The 1st century AD saw the Saree in its earliest form. It was a brief garment with a veil. A well-known Indian painter of the 19thcentury was asked to paint various goddesses. For this purpose, he looked for a wear, which suited the goddesses he was to paint. He scouted the length and breadth of the sub-continent for that perfect female-wear and he found one, in the form of Saree, a garment that in his opinion was made for a perfect female wear. It fitted and presented a woman, as they should be.
History too tells us that famous Indian historical battles fought by the heroines like Queen Jhansi Laxmibai, Belawadi Mallamma and Kittur Chennamma wore Saree during their battles. Neatly and tightly tucked away between the legs, the saree enabled them to battle enemy troops on horseback. These sarees were longer in length than the regular ones and worn like Dhoti, wrapped around in total grace and elegance.

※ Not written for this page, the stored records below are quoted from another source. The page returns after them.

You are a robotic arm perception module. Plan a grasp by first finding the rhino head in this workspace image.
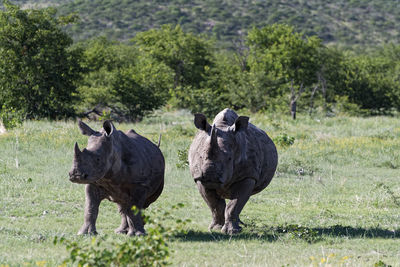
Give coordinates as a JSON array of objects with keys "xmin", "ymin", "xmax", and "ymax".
[
  {"xmin": 189, "ymin": 114, "xmax": 249, "ymax": 189},
  {"xmin": 69, "ymin": 121, "xmax": 116, "ymax": 184}
]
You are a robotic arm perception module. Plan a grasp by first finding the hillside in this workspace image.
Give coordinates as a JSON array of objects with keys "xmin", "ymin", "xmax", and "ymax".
[{"xmin": 6, "ymin": 0, "xmax": 400, "ymax": 46}]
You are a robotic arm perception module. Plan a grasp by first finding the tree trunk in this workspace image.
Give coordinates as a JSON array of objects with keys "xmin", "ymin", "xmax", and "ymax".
[
  {"xmin": 290, "ymin": 100, "xmax": 297, "ymax": 120},
  {"xmin": 0, "ymin": 120, "xmax": 7, "ymax": 134},
  {"xmin": 309, "ymin": 84, "xmax": 318, "ymax": 116}
]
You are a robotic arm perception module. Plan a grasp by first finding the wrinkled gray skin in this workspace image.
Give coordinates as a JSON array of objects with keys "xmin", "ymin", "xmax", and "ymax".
[
  {"xmin": 69, "ymin": 121, "xmax": 165, "ymax": 235},
  {"xmin": 189, "ymin": 109, "xmax": 278, "ymax": 234}
]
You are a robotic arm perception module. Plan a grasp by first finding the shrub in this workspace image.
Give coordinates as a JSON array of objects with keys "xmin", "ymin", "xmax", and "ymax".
[{"xmin": 53, "ymin": 203, "xmax": 189, "ymax": 266}]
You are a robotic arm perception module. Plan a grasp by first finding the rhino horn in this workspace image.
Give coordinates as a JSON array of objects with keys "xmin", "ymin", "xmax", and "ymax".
[
  {"xmin": 210, "ymin": 124, "xmax": 218, "ymax": 147},
  {"xmin": 74, "ymin": 142, "xmax": 82, "ymax": 159},
  {"xmin": 103, "ymin": 120, "xmax": 115, "ymax": 136}
]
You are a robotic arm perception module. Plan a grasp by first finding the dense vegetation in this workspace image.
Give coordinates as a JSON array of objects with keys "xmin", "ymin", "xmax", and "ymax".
[
  {"xmin": 7, "ymin": 0, "xmax": 400, "ymax": 46},
  {"xmin": 0, "ymin": 1, "xmax": 400, "ymax": 126},
  {"xmin": 0, "ymin": 110, "xmax": 400, "ymax": 266}
]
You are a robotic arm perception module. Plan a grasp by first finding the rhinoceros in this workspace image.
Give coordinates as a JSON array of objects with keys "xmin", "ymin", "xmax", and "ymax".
[
  {"xmin": 188, "ymin": 109, "xmax": 278, "ymax": 234},
  {"xmin": 69, "ymin": 121, "xmax": 165, "ymax": 235}
]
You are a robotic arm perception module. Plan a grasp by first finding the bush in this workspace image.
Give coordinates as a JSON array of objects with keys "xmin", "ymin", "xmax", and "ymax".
[
  {"xmin": 53, "ymin": 203, "xmax": 189, "ymax": 266},
  {"xmin": 0, "ymin": 1, "xmax": 81, "ymax": 119}
]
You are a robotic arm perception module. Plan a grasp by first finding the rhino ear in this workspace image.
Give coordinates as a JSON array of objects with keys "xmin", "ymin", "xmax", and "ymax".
[
  {"xmin": 78, "ymin": 120, "xmax": 96, "ymax": 136},
  {"xmin": 230, "ymin": 116, "xmax": 249, "ymax": 133},
  {"xmin": 103, "ymin": 120, "xmax": 115, "ymax": 136},
  {"xmin": 194, "ymin": 113, "xmax": 211, "ymax": 132}
]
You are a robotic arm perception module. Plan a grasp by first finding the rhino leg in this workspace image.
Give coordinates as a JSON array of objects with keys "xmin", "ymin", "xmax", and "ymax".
[
  {"xmin": 78, "ymin": 184, "xmax": 105, "ymax": 235},
  {"xmin": 126, "ymin": 209, "xmax": 146, "ymax": 236},
  {"xmin": 125, "ymin": 186, "xmax": 148, "ymax": 236},
  {"xmin": 197, "ymin": 182, "xmax": 226, "ymax": 231},
  {"xmin": 221, "ymin": 179, "xmax": 255, "ymax": 234},
  {"xmin": 115, "ymin": 204, "xmax": 129, "ymax": 234}
]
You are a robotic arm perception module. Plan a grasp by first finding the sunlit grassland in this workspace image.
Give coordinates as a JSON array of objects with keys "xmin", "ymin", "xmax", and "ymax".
[{"xmin": 0, "ymin": 112, "xmax": 400, "ymax": 266}]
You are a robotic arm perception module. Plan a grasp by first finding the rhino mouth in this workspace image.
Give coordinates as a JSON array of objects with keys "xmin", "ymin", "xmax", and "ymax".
[
  {"xmin": 194, "ymin": 177, "xmax": 223, "ymax": 189},
  {"xmin": 69, "ymin": 171, "xmax": 93, "ymax": 184}
]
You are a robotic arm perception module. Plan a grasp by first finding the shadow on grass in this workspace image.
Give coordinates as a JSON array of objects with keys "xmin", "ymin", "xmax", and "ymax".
[{"xmin": 175, "ymin": 225, "xmax": 400, "ymax": 243}]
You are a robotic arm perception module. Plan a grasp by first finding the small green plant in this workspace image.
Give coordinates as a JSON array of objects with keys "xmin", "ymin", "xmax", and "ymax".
[
  {"xmin": 53, "ymin": 203, "xmax": 189, "ymax": 266},
  {"xmin": 274, "ymin": 133, "xmax": 295, "ymax": 147},
  {"xmin": 275, "ymin": 224, "xmax": 321, "ymax": 244},
  {"xmin": 176, "ymin": 147, "xmax": 189, "ymax": 169},
  {"xmin": 374, "ymin": 261, "xmax": 392, "ymax": 267},
  {"xmin": 0, "ymin": 106, "xmax": 22, "ymax": 129}
]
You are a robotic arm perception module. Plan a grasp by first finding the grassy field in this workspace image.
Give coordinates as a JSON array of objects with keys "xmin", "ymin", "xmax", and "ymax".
[{"xmin": 0, "ymin": 112, "xmax": 400, "ymax": 266}]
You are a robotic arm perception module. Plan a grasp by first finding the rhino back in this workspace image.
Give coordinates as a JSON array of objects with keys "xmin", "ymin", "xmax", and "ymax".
[
  {"xmin": 213, "ymin": 108, "xmax": 239, "ymax": 128},
  {"xmin": 111, "ymin": 131, "xmax": 165, "ymax": 190}
]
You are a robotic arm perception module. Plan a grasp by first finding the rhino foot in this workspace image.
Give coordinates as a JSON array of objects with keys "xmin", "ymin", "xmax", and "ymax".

Saree, the world’s oldest surviving garment, is still de rigueur outfit for most brides. Indian marriages showcase our ancient rich heritage in the form of saree draped by brides from different regions. Even colours and patterns woven in various fabrics of saree, signify many beliefs embedded in our culture. The bride’s charm heightens more in a beautiful saree. There are varied ranges to choose from. Like Mysore silks, Banarsis, Kanjivarams, Paithanis, Pochampallis, Patolas, Tanchois, Tangails, Jamawars, Balucharis, Zardosis, Gharcholas, those embellished with rich gold and silver embroidery, mirrors, crystals and beads to designer saris.